Service Alarm Correlation

Abstract
A system and method for correlating alarms from a plurality of network elements (NEs) are provided to unambiguously associate separate alarms to one another. This is accomplished by a method where a fault identifier FID is generated by a serving NE who discovered the faulty hardware or software unit. The serving NE signals its lost or degraded service to a client NE in a traffic message and appends the generated FID to the traffic message. The client NE extracts the FID from the traffic message and appends it to a service alarm which the NE sends to a network management system. The serving NE also generates an alarm message and provides it with same FID. The serving NE sends the alarm message and its FID to the network management system. The service alarm and the alarm message received by the network management system will thus contain the same FID. In the management system the FID is used to correlate the two alarms with one another.
Description
TECHNICAL FIELD OF THE INVENTION

The present invention relates to a method, system and network elements for processing alarm information within a telecommunication network managed from a network management system.


DESCRIPTION OF RELATED ART

The objective for an operator supervising the telecommunication network via a network management system is to be able to restore quickly degraded or lost services by locating and correcting a faulty unit causing the degraded or lost service. When alerted of a degraded or lost service, the operator needs hence to associate or correlate the lost service with/to the responsible faulty unit.


Network Elements (NEs) in a telecommunication network have different tasks which together aim to connect two or several user equipments (UEs) together. The NEs may depend on each other in such way that if one NE fails then another NE will fail to provide its services as consequence (a client-server relationship between NEs). An NE comprises hardware (HW) units and software. Software is stored in a memory and runs under control of a processor and operation system. HW units may further include specific HW units providing the functionality supported by the NE. Within an NE a number of functions execute. These functions may act as serving functions to client functions in other NEs and if the function is faulty in serving NE then the client NE will have its service degraded or lost as consequence.
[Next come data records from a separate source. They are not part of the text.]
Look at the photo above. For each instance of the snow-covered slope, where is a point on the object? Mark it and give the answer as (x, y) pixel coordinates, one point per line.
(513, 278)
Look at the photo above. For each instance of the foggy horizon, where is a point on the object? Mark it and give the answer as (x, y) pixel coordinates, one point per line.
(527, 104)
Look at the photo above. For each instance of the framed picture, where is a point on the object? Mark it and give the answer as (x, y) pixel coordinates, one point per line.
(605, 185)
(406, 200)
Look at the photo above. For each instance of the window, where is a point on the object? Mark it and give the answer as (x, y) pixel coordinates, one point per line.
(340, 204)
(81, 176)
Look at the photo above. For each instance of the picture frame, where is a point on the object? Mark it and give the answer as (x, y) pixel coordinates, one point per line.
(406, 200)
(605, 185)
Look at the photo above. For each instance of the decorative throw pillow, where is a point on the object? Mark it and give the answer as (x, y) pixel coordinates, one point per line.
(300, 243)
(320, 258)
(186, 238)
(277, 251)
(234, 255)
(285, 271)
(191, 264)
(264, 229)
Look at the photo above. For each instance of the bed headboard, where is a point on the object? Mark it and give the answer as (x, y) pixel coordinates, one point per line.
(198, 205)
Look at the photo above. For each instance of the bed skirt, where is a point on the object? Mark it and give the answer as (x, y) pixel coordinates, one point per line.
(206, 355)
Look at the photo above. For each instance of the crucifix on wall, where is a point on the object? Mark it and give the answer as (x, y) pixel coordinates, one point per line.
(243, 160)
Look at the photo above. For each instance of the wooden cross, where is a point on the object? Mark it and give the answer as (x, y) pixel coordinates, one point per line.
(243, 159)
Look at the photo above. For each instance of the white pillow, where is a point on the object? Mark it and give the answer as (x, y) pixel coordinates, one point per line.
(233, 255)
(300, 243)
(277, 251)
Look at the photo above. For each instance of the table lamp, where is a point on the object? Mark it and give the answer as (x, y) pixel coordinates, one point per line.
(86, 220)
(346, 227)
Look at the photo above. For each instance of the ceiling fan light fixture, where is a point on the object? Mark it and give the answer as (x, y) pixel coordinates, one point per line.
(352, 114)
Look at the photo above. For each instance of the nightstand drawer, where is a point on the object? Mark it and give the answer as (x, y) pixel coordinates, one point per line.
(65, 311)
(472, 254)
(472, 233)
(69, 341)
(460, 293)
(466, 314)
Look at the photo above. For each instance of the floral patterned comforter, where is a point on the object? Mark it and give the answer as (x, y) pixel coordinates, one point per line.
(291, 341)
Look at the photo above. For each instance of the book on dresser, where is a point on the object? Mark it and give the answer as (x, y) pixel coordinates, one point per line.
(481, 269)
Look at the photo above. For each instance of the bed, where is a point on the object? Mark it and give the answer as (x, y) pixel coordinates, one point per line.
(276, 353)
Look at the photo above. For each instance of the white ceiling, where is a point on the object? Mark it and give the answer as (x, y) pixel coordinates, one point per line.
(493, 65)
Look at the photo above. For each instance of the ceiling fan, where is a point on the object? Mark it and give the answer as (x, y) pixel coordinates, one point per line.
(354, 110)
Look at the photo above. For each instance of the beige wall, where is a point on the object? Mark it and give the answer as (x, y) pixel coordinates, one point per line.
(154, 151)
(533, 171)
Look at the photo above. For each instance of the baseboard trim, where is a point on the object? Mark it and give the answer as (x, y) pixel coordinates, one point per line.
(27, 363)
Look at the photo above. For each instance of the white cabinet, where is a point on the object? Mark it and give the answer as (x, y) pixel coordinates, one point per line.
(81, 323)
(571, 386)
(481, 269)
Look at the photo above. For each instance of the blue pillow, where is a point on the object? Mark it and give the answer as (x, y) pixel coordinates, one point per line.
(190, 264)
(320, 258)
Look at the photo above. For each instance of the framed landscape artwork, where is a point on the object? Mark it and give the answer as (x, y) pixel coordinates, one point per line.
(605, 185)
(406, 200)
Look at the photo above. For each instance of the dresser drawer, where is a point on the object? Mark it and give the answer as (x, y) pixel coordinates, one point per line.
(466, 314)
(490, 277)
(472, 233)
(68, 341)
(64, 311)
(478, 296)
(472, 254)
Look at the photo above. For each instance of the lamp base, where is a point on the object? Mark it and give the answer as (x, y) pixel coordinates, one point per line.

For example, example: a faulty board in a radio base station (RBS) may show up in a client Radio Network Controller (RNC) as a message “cell disabled” indicating that the operational state of the cell with the RBS containing the faulty board is out of order.


Due to commercial reasons operators tend to mix NEs from different vendors in their telecommunication networks. To limit dependencies in implementation the information to be shared between NEs is limited. In a radio network typically the information shared to set up radio functions is standardised, but not information about HW equipment.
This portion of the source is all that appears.